April 15, 2018 (Vol. 38, No. 8)
Genomic, Transcriptomic, and Metabolomic Data Can’t Be Free, But It Can Be “Free Range”
Don’t count your chickens before they hatch. Really? Whoever said that knew nothing of biodata storage. Biodata, after all, is accumulating so quickly that the real risk is that storage needs will be underestimated, not overestimated.
Much of this biodata is derived from genome sequencing, particularly since genome sequencing costs are falling at a pace that draws comparisons to Moore’s Law. And the genome is hardly the only “ome” contributing to the explosion of biodata. Close behind are the transcriptome, the proteome, the metabolome, and so on. Also, vast amounts of image-based biodata are being collected by cell analyzer systems.
But let’s suppose that users of biodata—researchers, drug developers, and clinical scientists—are awakened to the biodata challenge. There is still the matter of how the challenge should be met. The usual response, the addition of raw storage capacity, would suffice only if biodata were content to be cooped up. But it isn’t. If biodata is to have value, it must be processed, analyzed, shared, and reanalyzed. It must move in and out of workflows, and quickly. Otherwise, basic experiments may be repeated needlessly, drug repurposing efforts may stall, and individualized diagnoses and treatment plans may be delayed.
Pools and Workflows
The biodata explosion, then, may be thought of as a workflow challenge. “In an environment that thrives on the collection, analysis, and distribution of data to researchers around the world, it’s essential to have a storage system in place that reliably supports a 24/7 streamlined workflow with extremely high computational power,” insists Ellis Wilson, Ph.D., a software architect at Panasas, a provider of network-attached storage solutions. “To facilitate highly effective collaboration, data accessibility has to be instant and intuitive. Researchers need the ability to tag, catalog, and search the metadata content of files via natural language, and be able to utilize files and content based on metadata fields instead of file names.”
Because biodata may be shared by scientists representing diverse disciplines, workflow characteristics may vary, tempting biodata managers to create discrete, purpose-tuned storage solutions. Dr. Wilson calls them “storage puddles.”

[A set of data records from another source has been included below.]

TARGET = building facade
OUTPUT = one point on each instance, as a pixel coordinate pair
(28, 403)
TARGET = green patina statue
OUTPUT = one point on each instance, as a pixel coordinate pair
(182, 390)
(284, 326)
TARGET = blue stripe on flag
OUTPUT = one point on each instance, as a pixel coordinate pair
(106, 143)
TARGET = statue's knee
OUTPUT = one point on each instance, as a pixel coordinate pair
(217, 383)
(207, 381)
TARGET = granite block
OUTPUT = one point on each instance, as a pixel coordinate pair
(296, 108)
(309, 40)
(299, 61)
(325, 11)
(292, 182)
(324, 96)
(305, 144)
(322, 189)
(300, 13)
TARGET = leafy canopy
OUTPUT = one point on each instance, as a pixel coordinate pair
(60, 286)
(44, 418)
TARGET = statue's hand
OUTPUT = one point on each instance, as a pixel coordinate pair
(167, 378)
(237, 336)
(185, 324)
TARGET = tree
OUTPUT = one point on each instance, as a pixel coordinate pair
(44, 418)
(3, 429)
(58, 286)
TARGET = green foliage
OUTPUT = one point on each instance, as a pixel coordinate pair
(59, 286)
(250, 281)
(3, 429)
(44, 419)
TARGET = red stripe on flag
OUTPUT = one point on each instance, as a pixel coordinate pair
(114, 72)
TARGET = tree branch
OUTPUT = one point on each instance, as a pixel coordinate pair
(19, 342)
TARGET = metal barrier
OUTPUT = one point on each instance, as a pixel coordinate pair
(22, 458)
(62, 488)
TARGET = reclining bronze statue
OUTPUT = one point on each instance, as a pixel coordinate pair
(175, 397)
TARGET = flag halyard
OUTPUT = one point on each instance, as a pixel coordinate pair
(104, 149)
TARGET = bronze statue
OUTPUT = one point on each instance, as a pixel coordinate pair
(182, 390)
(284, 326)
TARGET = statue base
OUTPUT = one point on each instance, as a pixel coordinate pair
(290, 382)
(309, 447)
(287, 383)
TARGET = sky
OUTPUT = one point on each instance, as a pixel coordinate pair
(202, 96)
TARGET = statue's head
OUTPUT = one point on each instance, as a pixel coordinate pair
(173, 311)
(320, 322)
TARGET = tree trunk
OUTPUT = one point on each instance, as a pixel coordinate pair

“These discrete storage puddles tend to deliver low capacity and performance utilization when considered in the aggregate, and they increase overall storage maintenance costs,” warns Dr. Wilson. “Moreover, data movement between storage puddles required for different stages in the data science workflow can be especially inefficient from a time and capacity perspective. Instead, use of a centralized parallel file system avoids the pitfalls of over-tuned and segmented storage while delivering high capacity and performance utilization.”
Ellis Wilson, Ph.D.,
Software Architect Panansas
Tiered Structures
Another challenge in maintaining efficient workflows is the need to move data between different tiers of storage. In general, the data that is used most frequently is stored most accessibly, and most expensively. “Economic concerns will increasingly push infrequently accessed data onto lower cost media tiers,” indicates a white paper from Spectra Logic, a company that builds backup and archive technology. “Just as water seeks its own level, data will seek its proper mix of access time and storage cost.”
Spectra Logic recognizes four tiers: 0: frequently accessed (solid-state technology); 1: online (magnetic disc); 2: nearline (tape); 3: offline (tape). These tiers may apply to both enterprise- and cloud-based solutions.
“If an organization stores raw data and believes re-compute is always possible, then the storage footprint could be relatively small as all the intermediary files and results can be thrown away,” notes Matt Starr, Spectra Logic’s chief technology officer. “But most biotech and bioinformatics organizations have found re-computing is not always possible, and the requirement to preserve those results is a mandate.
“So, the deployment of a tiered storage structure that enables fast access to data with the ability to move data off primary storage seamlessly to more economical (cost per gigabyte stored) data storage, such as scalable tape libraries, is optimal. This creates an automated archival system that can economically preserve scientific research and files for decades.”
Matt Starr
Chief Technology Officer, Spectra Logic
Society’s Genome
The need to accommodate the ceaseless movement of biodata along workflows and between storage tiers complicates data storage. But it is necessary if biodata is to deliver value. Another complication, beyond the scope of this brief article, is security—the need to protect highly sensitive medical information, for example. Yet another complication is the need to recognize biodata storage’s responsibility to preserve that part of modernity for which the life sciences is responsible.
This last complication, in Mr. Starr’s words, is a matter of data storage genetic diversity. “Data storage genetic diversity requires that organizations store their irreplaceable data on two or more differing types of media in at least two geographical locations,” Mr. Starr maintains. “In this way, the genome of an organization can be preserved forever. The key to data’s survival, like the survival of a species, is diversity. Organizations need to be vigilant to enable data to persist: preserve a copy on tape, not just on disk, a copy far away, a copy online, and a copy offline.”